Consumer data can be used to increase the likelihood of attracting leads across effective tactics including paid search, online advertising, and search engine optimization (SEO).
2. Bolster Retention Efforts
Consumer insights also play a vital role in keeping existing customers engaged with your brand. Knowing what customers value and are interested in also means you know how to keep them happy and provide the service or informational authority that keeps them coming back at every stage in the customer lifecycle.
Increasing customer retention rates will save your organization money and help to generate additional revenue. It can cost as much as five times more to acquire a new customer than to retain an existing customer. You also have a better chance of selling additional products to an existing customer: current customers are 40 to 65 percent more likely to make a purchase compared to a new prospect. Returning buyers are also 50 percent more likely to try new products and spend 31 percent more money than new customers.

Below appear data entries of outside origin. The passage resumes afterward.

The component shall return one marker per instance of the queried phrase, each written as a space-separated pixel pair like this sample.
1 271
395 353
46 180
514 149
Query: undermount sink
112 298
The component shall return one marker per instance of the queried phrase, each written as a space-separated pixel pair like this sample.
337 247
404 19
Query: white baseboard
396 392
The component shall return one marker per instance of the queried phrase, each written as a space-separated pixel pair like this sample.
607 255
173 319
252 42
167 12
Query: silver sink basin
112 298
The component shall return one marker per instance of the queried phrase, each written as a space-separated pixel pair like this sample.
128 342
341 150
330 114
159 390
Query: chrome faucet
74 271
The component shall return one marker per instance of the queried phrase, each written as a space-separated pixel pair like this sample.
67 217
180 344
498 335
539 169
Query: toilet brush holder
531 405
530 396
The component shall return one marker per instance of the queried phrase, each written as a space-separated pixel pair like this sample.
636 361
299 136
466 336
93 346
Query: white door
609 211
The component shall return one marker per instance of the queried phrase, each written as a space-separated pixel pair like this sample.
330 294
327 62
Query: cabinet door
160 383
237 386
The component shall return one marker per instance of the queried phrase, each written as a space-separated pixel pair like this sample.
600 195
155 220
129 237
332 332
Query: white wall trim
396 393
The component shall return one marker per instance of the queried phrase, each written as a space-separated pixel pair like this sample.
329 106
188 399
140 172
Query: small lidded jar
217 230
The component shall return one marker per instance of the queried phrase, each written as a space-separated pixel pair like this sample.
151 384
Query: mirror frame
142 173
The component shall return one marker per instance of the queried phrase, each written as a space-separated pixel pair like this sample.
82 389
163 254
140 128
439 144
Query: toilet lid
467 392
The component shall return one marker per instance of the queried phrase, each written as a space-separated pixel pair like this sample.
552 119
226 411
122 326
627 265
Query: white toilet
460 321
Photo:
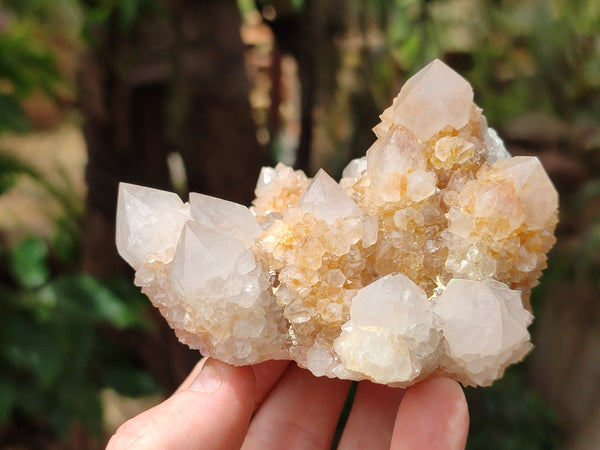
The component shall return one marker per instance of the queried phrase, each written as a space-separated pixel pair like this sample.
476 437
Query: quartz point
419 261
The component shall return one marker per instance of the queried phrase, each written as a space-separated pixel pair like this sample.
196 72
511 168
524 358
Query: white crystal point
327 200
203 254
389 320
432 99
355 168
149 222
228 217
484 326
397 152
495 148
533 186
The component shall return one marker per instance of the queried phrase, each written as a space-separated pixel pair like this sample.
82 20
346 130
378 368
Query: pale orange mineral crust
419 261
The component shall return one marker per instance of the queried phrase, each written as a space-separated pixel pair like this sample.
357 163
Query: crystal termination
419 261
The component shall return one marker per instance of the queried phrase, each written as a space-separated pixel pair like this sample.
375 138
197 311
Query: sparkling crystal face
419 261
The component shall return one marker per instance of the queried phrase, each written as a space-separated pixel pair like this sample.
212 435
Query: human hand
276 405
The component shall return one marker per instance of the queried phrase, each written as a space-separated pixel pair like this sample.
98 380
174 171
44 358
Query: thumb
213 412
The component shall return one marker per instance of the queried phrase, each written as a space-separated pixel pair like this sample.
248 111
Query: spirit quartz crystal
419 261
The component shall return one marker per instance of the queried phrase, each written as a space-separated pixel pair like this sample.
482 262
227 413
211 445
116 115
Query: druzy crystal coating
419 261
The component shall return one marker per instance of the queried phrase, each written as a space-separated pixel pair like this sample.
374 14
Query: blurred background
198 95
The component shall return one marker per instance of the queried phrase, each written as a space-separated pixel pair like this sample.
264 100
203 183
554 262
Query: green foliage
519 56
508 416
121 13
56 351
26 62
59 343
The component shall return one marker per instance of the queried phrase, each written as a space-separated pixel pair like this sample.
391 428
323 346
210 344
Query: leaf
8 397
129 381
28 262
12 117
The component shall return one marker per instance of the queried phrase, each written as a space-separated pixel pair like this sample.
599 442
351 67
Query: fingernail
208 380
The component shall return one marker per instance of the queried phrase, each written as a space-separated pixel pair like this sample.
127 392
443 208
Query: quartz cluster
419 261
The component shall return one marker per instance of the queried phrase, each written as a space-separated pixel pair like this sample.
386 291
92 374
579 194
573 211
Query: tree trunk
174 82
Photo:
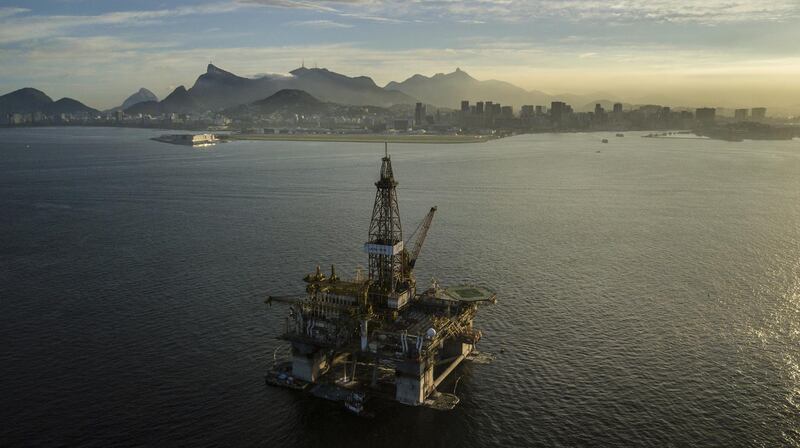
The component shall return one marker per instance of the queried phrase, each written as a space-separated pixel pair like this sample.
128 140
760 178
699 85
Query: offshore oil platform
377 336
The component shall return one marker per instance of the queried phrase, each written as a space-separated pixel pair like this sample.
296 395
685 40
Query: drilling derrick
353 339
385 245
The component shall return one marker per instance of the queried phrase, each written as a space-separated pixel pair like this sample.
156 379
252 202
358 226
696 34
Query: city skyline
731 53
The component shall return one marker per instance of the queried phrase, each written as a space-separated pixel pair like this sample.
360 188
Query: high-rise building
598 109
557 110
705 114
419 114
526 112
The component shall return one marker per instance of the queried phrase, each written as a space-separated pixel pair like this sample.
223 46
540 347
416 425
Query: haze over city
695 53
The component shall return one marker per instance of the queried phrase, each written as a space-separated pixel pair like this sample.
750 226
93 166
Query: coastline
363 138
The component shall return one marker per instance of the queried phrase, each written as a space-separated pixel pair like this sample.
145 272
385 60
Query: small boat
355 404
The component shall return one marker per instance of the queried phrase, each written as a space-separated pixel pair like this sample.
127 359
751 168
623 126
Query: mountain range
30 100
140 96
293 101
218 89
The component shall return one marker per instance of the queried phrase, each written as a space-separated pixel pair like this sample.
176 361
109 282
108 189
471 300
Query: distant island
320 102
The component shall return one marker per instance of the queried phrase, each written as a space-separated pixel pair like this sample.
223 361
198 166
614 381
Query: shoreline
363 138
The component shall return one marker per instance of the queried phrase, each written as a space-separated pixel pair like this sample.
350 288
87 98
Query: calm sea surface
649 289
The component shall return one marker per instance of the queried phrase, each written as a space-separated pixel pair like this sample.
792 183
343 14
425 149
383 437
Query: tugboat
355 404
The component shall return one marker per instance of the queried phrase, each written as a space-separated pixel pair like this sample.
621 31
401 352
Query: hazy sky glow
692 52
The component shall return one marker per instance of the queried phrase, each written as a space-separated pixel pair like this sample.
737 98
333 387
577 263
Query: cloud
8 11
318 24
617 11
18 29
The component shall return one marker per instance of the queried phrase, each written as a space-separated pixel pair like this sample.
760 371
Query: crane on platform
415 242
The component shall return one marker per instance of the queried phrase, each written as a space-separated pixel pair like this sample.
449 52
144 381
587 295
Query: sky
723 53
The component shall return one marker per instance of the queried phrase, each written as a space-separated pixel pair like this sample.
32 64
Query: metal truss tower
385 244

One key strategy for strengthening your retention efforts is to facilitate a human and nurturing relationship along every stage of a buyer’s journey. For example, understanding when customers are planning to move lets you create offers for products and services that are often purchased at the same time, like furniture or appliances, or upgrades to home security and Internet services. This tactic builds brand loyalty and helps encourage happy customers to organically post on social media about their experience with your business.
Better customer intelligence can be used to build effective marketing strategies that strengthen customer retention rates across email campaigns, social media marketing, relevant content creation, and referrals.
3. Strengthen Lookalike Targeting
Consumer data analytics plays another essential role in any company’s marketing strategy – knowing who your best customers are in order to find high-value prospects that look like them. Once your business has won customers, your marketing and sales teams should identify and characterize your most engaged or profitable customers. Pinpoint similar attributes shared by key prospects and use that information to determine how to attract more of the same people.
Knowing that your best customers are new parents, avid exercisers, and frequent restaurant diners lets you predict the types of messages and content they will respond to best, as well as the best channels to engage them through. You will save money on customer acquisition campaigns and improve ROI by using a narrow targeting approach that focuses on likely successful leads instead of wasting resources by casting too wide a net.
Your organization’s staff can also use this knowledge about your target and existing consumers to diagnose the reasons for customer churn, and to identify the marketing strategies and channels working the best to promote consumer engagement and sales. For example, a location intelligence company can provide businesses insight into the behavioral trends of consumers. Foot traffic data provides information about the consumers visiting a business venue or competitor store. Location data also can identify where people will likely visit after leaving a place or event and determine what sorts of purchases they are likely to make while in the area.